If it's minus 20 degrees Fahrenheit outside and the roads are covered with glare ice, it might be best to stay inside anyway. But, if you're someone who can tolerate a little bit of cold and feel good about your technical riding skills, riding in the dark during the winter isn't as scary as it may seem. All you need is the right reflective clothing and a good set of lights.
Clothing is a key component for winter riding, but without proper lighting it doesn't matter what you wear. It's unsafe to ride in the dark without lights.
You can verify this yourself by watching pedestrians on poorly lit streets. They are almost invisible, even in light colored clothing. In order to be safe in the dark, you need front and rear lights as well as reflectors.

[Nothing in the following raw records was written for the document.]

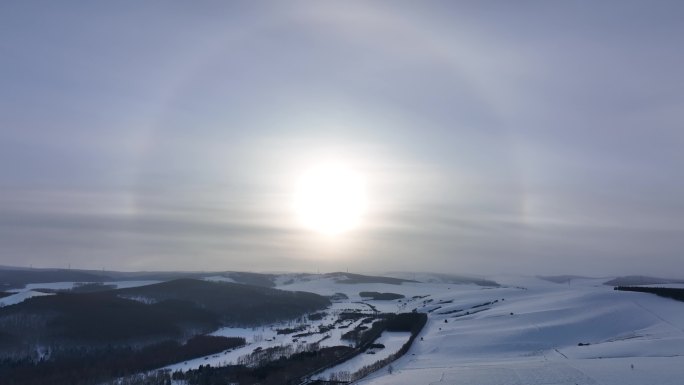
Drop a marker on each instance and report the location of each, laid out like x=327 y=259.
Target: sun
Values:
x=330 y=198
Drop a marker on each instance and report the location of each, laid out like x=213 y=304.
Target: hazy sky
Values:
x=495 y=136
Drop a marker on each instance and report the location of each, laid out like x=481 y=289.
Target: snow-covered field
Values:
x=531 y=336
x=527 y=332
x=392 y=341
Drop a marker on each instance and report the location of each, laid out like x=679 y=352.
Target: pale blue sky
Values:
x=532 y=136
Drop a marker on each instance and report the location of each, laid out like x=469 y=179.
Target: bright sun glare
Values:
x=330 y=199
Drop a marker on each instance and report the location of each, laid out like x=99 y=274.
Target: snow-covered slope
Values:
x=528 y=331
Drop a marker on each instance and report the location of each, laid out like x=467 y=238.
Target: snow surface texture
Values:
x=634 y=338
x=525 y=332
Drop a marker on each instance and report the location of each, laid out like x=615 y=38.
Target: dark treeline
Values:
x=666 y=292
x=83 y=366
x=144 y=315
x=285 y=365
x=281 y=371
x=405 y=322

Reflectors are the easy part. Many of the new styles of riding jackets and pants have reflective stripes sewn right into the clothing. There are also new products that put small reflective strips on each spoke of your front and rear wheel that can significantly increase your visibility at night. If you don't have reflective cycling clothing, it'll be worth the investment to get a cycling-specific jacket with reflective piping in the seams.
The more reflective you are the better.
Improvements in Technology
Choosing the right lighting combination can be more complicated. Not so long ago, if you had a bright light, that meant your battery only worked for a short amount of time or you had to carry a battery that weighed 3 to 4 pounds. Not only were the lights and batteries energy inefficient, but charging the batteries took hours.